A federal judge ordered the North Korean government to pay over $500 million to the family of Otto Warmbier over the student's wrongful death after his imprisonment by the hermit kingdom.
Chief Judge Beryl A. Howell of the District of Columbia District Court wrote in his opinion that North Korea is liable for the torture, hostage taking, and extrajudicial killing of Otto Warmbier, and the injuries to his mother and father, Fred and Cindy Warmbier."
“Before Otto traveled with a tour group on a five-day trip to North Korea, he was a healthy, athletic student of economics and business in his junior year at the University of Virginia, with ‘big dreams’ and both the smarts and people skills to make him his high school class salutatorian, homecoming king, and prom king," Howell continued. “He was blind, deaf, and brain dead when North Korea turned him over to U.S. government officials for his final trip home.”

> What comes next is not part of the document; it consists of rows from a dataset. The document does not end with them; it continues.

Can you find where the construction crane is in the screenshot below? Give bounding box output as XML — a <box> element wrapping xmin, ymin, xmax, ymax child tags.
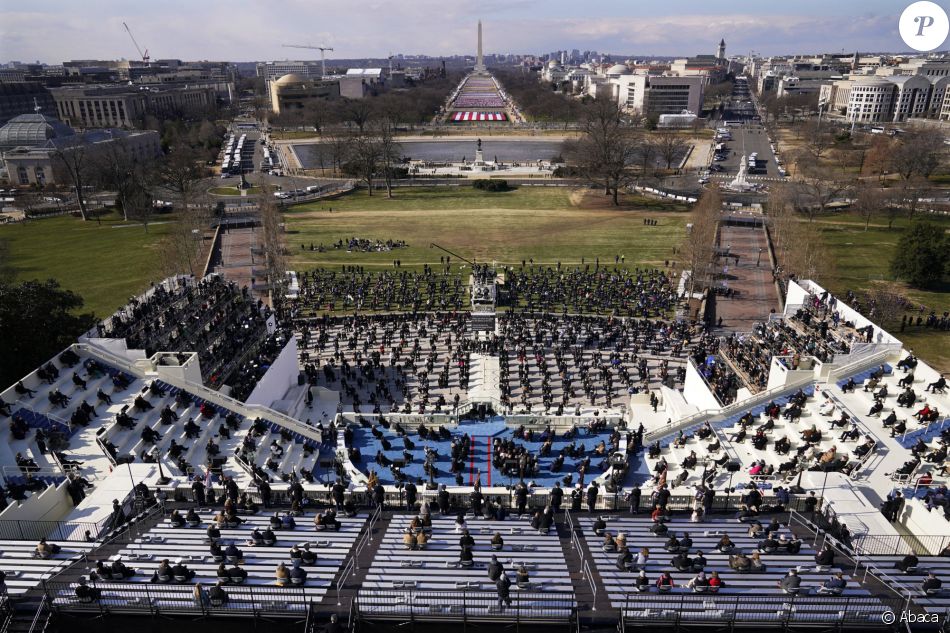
<box><xmin>122</xmin><ymin>22</ymin><xmax>149</xmax><ymax>65</ymax></box>
<box><xmin>282</xmin><ymin>44</ymin><xmax>334</xmax><ymax>77</ymax></box>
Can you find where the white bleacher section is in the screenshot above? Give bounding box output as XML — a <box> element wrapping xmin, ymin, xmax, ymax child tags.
<box><xmin>0</xmin><ymin>540</ymin><xmax>95</xmax><ymax>595</ymax></box>
<box><xmin>358</xmin><ymin>514</ymin><xmax>575</xmax><ymax>619</ymax></box>
<box><xmin>581</xmin><ymin>515</ymin><xmax>871</xmax><ymax>601</ymax></box>
<box><xmin>51</xmin><ymin>510</ymin><xmax>367</xmax><ymax>611</ymax></box>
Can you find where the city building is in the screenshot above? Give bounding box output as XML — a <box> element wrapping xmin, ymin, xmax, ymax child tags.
<box><xmin>0</xmin><ymin>82</ymin><xmax>56</xmax><ymax>125</ymax></box>
<box><xmin>49</xmin><ymin>83</ymin><xmax>218</xmax><ymax>128</ymax></box>
<box><xmin>257</xmin><ymin>60</ymin><xmax>326</xmax><ymax>92</ymax></box>
<box><xmin>269</xmin><ymin>74</ymin><xmax>341</xmax><ymax>115</ymax></box>
<box><xmin>611</xmin><ymin>74</ymin><xmax>705</xmax><ymax>117</ymax></box>
<box><xmin>0</xmin><ymin>112</ymin><xmax>159</xmax><ymax>185</ymax></box>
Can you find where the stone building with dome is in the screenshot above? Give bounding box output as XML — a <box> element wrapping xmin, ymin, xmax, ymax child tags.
<box><xmin>0</xmin><ymin>111</ymin><xmax>159</xmax><ymax>186</ymax></box>
<box><xmin>268</xmin><ymin>73</ymin><xmax>341</xmax><ymax>116</ymax></box>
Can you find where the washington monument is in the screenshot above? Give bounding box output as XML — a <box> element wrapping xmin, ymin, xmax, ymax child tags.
<box><xmin>475</xmin><ymin>20</ymin><xmax>486</xmax><ymax>72</ymax></box>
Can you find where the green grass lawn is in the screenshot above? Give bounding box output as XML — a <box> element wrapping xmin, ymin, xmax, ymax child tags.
<box><xmin>0</xmin><ymin>213</ymin><xmax>172</xmax><ymax>318</ymax></box>
<box><xmin>285</xmin><ymin>187</ymin><xmax>689</xmax><ymax>271</ymax></box>
<box><xmin>813</xmin><ymin>212</ymin><xmax>950</xmax><ymax>370</ymax></box>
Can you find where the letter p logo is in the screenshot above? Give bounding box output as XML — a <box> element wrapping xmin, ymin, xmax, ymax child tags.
<box><xmin>916</xmin><ymin>14</ymin><xmax>936</xmax><ymax>35</ymax></box>
<box><xmin>901</xmin><ymin>2</ymin><xmax>949</xmax><ymax>51</ymax></box>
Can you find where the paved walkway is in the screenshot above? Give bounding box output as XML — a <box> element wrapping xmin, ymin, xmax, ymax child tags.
<box><xmin>714</xmin><ymin>223</ymin><xmax>780</xmax><ymax>332</ymax></box>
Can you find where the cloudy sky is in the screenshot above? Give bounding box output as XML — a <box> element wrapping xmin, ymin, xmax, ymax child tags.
<box><xmin>0</xmin><ymin>0</ymin><xmax>929</xmax><ymax>63</ymax></box>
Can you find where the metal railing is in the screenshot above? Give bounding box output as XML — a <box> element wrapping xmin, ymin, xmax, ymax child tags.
<box><xmin>852</xmin><ymin>532</ymin><xmax>950</xmax><ymax>557</ymax></box>
<box><xmin>582</xmin><ymin>559</ymin><xmax>598</xmax><ymax>611</ymax></box>
<box><xmin>0</xmin><ymin>517</ymin><xmax>104</xmax><ymax>542</ymax></box>
<box><xmin>354</xmin><ymin>588</ymin><xmax>577</xmax><ymax>624</ymax></box>
<box><xmin>620</xmin><ymin>592</ymin><xmax>903</xmax><ymax>627</ymax></box>
<box><xmin>43</xmin><ymin>580</ymin><xmax>316</xmax><ymax>618</ymax></box>
<box><xmin>643</xmin><ymin>373</ymin><xmax>816</xmax><ymax>445</ymax></box>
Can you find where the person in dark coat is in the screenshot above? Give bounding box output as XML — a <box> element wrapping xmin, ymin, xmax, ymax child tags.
<box><xmin>586</xmin><ymin>482</ymin><xmax>599</xmax><ymax>512</ymax></box>
<box><xmin>496</xmin><ymin>573</ymin><xmax>512</xmax><ymax>610</ymax></box>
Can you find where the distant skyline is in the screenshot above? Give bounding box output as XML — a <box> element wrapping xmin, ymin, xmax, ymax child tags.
<box><xmin>0</xmin><ymin>0</ymin><xmax>937</xmax><ymax>64</ymax></box>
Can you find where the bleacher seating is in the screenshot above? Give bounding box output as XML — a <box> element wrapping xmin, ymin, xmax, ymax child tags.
<box><xmin>0</xmin><ymin>539</ymin><xmax>96</xmax><ymax>595</ymax></box>
<box><xmin>357</xmin><ymin>514</ymin><xmax>575</xmax><ymax>619</ymax></box>
<box><xmin>495</xmin><ymin>313</ymin><xmax>692</xmax><ymax>413</ymax></box>
<box><xmin>296</xmin><ymin>313</ymin><xmax>471</xmax><ymax>413</ymax></box>
<box><xmin>579</xmin><ymin>516</ymin><xmax>882</xmax><ymax>608</ymax></box>
<box><xmin>867</xmin><ymin>555</ymin><xmax>950</xmax><ymax>615</ymax></box>
<box><xmin>48</xmin><ymin>510</ymin><xmax>366</xmax><ymax>611</ymax></box>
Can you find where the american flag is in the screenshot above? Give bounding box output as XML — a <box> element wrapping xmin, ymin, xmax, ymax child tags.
<box><xmin>451</xmin><ymin>112</ymin><xmax>508</xmax><ymax>122</ymax></box>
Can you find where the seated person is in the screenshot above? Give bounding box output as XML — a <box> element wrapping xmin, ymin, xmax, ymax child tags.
<box><xmin>75</xmin><ymin>578</ymin><xmax>101</xmax><ymax>602</ymax></box>
<box><xmin>403</xmin><ymin>529</ymin><xmax>417</xmax><ymax>550</ymax></box>
<box><xmin>686</xmin><ymin>571</ymin><xmax>710</xmax><ymax>592</ymax></box>
<box><xmin>616</xmin><ymin>547</ymin><xmax>632</xmax><ymax>571</ymax></box>
<box><xmin>169</xmin><ymin>510</ymin><xmax>186</xmax><ymax>528</ymax></box>
<box><xmin>750</xmin><ymin>552</ymin><xmax>765</xmax><ymax>572</ymax></box>
<box><xmin>716</xmin><ymin>535</ymin><xmax>735</xmax><ymax>553</ymax></box>
<box><xmin>895</xmin><ymin>554</ymin><xmax>919</xmax><ymax>573</ymax></box>
<box><xmin>111</xmin><ymin>557</ymin><xmax>133</xmax><ymax>579</ymax></box>
<box><xmin>225</xmin><ymin>543</ymin><xmax>244</xmax><ymax>563</ymax></box>
<box><xmin>228</xmin><ymin>565</ymin><xmax>247</xmax><ymax>584</ymax></box>
<box><xmin>592</xmin><ymin>517</ymin><xmax>607</xmax><ymax>535</ymax></box>
<box><xmin>671</xmin><ymin>552</ymin><xmax>693</xmax><ymax>571</ymax></box>
<box><xmin>262</xmin><ymin>528</ymin><xmax>277</xmax><ymax>546</ymax></box>
<box><xmin>275</xmin><ymin>562</ymin><xmax>290</xmax><ymax>586</ymax></box>
<box><xmin>155</xmin><ymin>559</ymin><xmax>173</xmax><ymax>582</ymax></box>
<box><xmin>922</xmin><ymin>572</ymin><xmax>943</xmax><ymax>595</ymax></box>
<box><xmin>692</xmin><ymin>551</ymin><xmax>707</xmax><ymax>571</ymax></box>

Otto Warmbier, a Jewish student at the University of Virginia, was arrested in 2015 for allegedly trying to take a propaganda banner from an area reserved for North Korean staff and forbidden to foreigners at the Yanggakdo International Hotel, where he was staying as part of a New Year’s tour group. He was sentenced to 15 years of hard labor.
After 17 months in prison, Warmbier was released by the North Korean government and returned home. However, he was returned in a coma and soon died.
Otto's parents have held North Korea responsible for their son's death and accuse the government of torturing him.
They have sought $1 billion in damages from North Korea.